Kirchen begrüßen Entscheidung zur Organspende

Nur wer zustimmt, kann Organspender werden. Das hat der Bundestag entschieden – und wird dafür von den Kirchen gelobt.

In Boxen kommen die Organe in den OP-Saal
In Boxen kommen die Organe in den OP-SaalAnnette Zöpf / epd

Berlin/Bonn. Die katholische und evangelische Kirche in Deutschland begrüßen die Entscheidung des Bundestags zur Organspende. Die Entscheidung der Parlamentarier, bei einer Zustimmungslösung zu bleiben, setze „ein wichtiges Zeichen für den Erhalt und Schutz grundlegender medizinethischer und grundrechtlicher Prinzipien“, auf denen das Wertefundament der Gesellschaft fuße, heißt es in einer gemeinsamen Erklärung der katholischen Deutschen Bischofskonferenz und der Evangelischen Kirche in Deutschland (EKD) nach der Abstimmung im Bundestag.

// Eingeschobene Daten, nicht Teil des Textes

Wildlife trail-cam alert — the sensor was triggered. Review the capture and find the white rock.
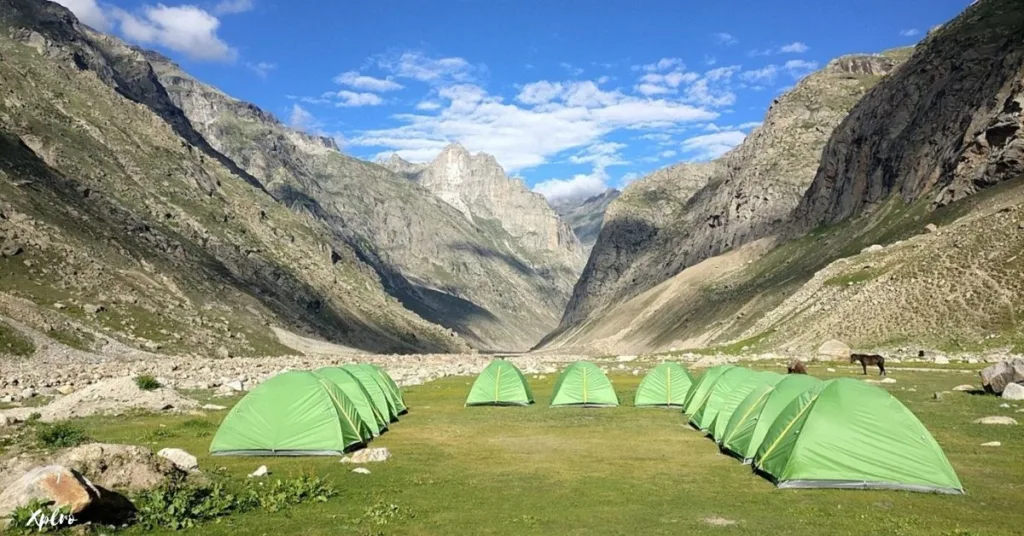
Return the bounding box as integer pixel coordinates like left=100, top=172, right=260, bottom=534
left=157, top=448, right=198, bottom=472
left=880, top=378, right=897, bottom=384
left=248, top=465, right=269, bottom=478
left=934, top=356, right=950, bottom=365
left=861, top=244, right=884, bottom=254
left=225, top=381, right=245, bottom=392
left=1001, top=383, right=1024, bottom=401
left=826, top=368, right=837, bottom=373
left=616, top=355, right=637, bottom=363
left=20, top=388, right=35, bottom=399
left=201, top=404, right=227, bottom=410
left=339, top=447, right=391, bottom=464
left=1000, top=403, right=1011, bottom=408
left=953, top=384, right=976, bottom=392
left=352, top=467, right=371, bottom=475
left=981, top=441, right=1001, bottom=447
left=973, top=416, right=1018, bottom=425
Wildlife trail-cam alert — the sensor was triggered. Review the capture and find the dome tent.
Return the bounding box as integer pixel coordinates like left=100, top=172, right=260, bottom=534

Das Gesetz gewähre weiterhin eine möglichst große Entscheidungsfreiheit bei der Organspende und treffe dennoch Maßnahmen, die dazu führten, dass die Menschen sich verstärkt mit der Frage der Organspende befassen, sagte der Vorsitzende der Bischofskonferenz, Kardinal Reinhard Marx, laut Mitteilung.

Gesellschaft jetzt herausgefordert

Die Abgeordneten hatten nach zweieinhalbstündiger Debatte über zwei mögliche Regelungen zur Verbesserung der Organspende abgestimmt. Der Gesetzentwurf der Regierung, den Bundesgesundheitsminister Jens Spahn (CDU) und der SPD-Gesundheitsexperte Karl Lauterbach eingebracht hatten, sah eine Widerspruchsregelung vor. Damit wäre jeder Bürger zum potenziellen Organspender geworden, hätte er dem nicht zu Lebzeiten widersprochen. Diesen Vorschlag lehnten die Abgeordneten ab.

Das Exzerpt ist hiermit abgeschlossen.